April wasn’t a month that went terribly well for Brant Walker either. Brant is the mayor of Alton, a small town in Illinois with a population of just under 30,000.There were widespread reports of residents ignoring lockdown and social distancing, so Mayor Walker quickly ordered the local police to ‘vigorously enforce’ the rules.
The next day, Alton’s finest broke up a party at the town’s Hiram’s Tavern, with revellers “clearly disregarding” the Mayor’s executive order. One of those at the illicit party was a lady called Shannon – unfortunately, Mayor Walker’s wife. “I am embarrassed and apologise to the citizens of Alton,” said the mayor in a statement. “My wife … showed a stunning lack of judgement.”
Oh to be a fly on Mr and Mrs Walker’s kitchen wall…

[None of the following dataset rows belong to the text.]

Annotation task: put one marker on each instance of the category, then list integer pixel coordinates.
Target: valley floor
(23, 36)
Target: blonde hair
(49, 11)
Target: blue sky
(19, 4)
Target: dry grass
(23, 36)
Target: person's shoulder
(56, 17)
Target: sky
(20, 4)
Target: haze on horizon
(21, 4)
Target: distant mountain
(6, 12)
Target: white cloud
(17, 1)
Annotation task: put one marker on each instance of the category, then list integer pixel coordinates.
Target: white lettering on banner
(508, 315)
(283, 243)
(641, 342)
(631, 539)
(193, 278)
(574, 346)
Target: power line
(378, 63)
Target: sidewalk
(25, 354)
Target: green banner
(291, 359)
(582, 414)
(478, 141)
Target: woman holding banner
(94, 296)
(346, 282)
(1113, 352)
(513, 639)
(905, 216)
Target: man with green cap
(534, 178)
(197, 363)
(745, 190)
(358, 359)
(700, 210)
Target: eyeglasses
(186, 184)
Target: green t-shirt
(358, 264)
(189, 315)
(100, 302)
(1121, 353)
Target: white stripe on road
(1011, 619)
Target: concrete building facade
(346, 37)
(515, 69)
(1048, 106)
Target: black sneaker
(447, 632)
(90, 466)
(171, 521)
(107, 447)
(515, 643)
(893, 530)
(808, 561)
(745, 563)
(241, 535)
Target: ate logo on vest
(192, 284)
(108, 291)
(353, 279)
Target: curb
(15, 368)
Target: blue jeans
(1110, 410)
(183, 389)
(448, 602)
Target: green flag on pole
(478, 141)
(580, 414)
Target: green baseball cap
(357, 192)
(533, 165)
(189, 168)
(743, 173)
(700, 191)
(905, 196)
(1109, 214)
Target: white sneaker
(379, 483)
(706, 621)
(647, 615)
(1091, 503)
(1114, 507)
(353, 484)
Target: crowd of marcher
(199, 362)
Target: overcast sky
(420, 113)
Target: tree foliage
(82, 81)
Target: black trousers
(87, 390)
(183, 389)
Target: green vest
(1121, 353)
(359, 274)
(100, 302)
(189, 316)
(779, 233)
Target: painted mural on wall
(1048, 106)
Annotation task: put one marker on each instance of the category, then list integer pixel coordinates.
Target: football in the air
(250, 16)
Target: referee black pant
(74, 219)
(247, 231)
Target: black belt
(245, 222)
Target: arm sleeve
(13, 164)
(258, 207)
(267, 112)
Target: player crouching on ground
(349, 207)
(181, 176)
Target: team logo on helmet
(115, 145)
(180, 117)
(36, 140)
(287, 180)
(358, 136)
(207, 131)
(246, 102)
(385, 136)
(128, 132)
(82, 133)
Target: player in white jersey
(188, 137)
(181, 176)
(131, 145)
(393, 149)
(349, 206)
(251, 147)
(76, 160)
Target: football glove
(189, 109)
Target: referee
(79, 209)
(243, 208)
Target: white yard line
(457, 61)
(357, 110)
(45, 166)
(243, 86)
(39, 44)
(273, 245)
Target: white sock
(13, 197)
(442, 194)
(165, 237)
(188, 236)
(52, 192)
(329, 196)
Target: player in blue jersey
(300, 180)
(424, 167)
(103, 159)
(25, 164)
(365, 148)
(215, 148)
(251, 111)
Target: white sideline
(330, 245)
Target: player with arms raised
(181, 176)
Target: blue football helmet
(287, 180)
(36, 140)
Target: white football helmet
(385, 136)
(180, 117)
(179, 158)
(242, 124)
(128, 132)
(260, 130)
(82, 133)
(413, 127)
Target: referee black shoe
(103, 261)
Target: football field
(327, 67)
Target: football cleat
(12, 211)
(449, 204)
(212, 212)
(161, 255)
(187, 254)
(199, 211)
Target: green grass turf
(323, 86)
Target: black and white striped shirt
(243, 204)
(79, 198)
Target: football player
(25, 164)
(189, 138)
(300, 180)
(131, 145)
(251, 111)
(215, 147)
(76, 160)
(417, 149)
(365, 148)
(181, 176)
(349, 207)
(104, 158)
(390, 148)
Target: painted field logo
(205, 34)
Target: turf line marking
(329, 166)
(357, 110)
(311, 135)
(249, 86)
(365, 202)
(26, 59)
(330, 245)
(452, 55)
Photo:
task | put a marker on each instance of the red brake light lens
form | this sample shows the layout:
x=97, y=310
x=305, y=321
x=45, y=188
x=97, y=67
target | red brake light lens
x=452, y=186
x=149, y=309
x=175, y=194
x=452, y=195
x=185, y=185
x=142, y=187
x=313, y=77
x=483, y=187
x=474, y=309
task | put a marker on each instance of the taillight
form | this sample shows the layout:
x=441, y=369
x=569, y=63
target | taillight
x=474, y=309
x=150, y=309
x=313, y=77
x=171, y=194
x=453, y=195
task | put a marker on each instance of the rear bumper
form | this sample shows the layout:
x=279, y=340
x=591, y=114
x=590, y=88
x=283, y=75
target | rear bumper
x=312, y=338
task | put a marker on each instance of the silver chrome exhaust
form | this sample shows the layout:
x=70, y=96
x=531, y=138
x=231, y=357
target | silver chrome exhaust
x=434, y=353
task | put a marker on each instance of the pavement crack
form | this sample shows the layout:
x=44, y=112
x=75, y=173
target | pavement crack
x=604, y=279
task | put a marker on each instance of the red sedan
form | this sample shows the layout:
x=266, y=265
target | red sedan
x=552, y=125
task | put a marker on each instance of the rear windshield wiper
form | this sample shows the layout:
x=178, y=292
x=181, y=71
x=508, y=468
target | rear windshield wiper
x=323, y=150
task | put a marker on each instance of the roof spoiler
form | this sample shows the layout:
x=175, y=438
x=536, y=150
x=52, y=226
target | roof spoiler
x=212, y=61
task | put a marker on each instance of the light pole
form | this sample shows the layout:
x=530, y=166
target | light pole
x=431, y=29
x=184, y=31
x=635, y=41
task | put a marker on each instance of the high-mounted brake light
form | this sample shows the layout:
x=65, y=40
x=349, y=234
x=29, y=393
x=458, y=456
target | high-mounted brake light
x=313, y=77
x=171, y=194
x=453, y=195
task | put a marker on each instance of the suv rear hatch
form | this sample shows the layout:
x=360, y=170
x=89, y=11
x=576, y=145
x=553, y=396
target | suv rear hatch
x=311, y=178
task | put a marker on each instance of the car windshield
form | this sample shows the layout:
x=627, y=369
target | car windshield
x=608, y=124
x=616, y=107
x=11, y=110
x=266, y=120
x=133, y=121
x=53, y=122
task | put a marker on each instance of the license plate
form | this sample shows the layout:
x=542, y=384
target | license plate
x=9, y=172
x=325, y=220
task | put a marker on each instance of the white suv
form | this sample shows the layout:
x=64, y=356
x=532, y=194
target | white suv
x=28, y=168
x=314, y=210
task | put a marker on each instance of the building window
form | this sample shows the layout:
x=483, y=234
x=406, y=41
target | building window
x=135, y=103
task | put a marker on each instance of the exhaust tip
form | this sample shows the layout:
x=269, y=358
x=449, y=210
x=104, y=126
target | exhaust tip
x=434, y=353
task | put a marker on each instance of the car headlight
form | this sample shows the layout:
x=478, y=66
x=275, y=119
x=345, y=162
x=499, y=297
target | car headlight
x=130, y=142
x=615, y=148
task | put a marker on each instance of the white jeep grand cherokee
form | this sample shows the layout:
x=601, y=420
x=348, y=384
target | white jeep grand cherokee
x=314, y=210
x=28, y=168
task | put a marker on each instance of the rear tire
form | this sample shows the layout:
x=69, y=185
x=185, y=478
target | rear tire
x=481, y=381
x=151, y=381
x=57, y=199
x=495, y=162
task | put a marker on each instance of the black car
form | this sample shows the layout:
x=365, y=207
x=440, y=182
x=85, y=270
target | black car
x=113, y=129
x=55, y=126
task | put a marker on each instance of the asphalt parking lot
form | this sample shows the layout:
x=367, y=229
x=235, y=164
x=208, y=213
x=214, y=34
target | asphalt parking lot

And quite possibly on the cucina wall of Signore and Signora Faggiani as well. Bored with lockdown, Fabio Faggiani decided to run a full marathon, inside his apartment. He did this by running round his dining room table: completing the full distance of 26.2 miles meant that Fabio had to lap the table 2,800 times.
There is no word yet on whether Signora Faggiani was trying to watch television at the time. Or, indeed, on whether the people in the apartment below were cheering Fabio on.
We might, in previous bulletins, have jokingly referred to Messrs Walker and Faggiani as ‘heroes.’ April brought us a real hero.
We refer, of course, to Captain Tom Moore, who wanted to walk 100 laps of his garden before his 100th birthday and, in so doing, perhaps raise a “bit of money for the NHS.” As we write this – very appropriately, on Tom’s 100th birthday – that ‘bit of money’ so far amounts to over £31m. Happy birthday, Colonel Tom: never was a promotion more richly deserved. We salute you!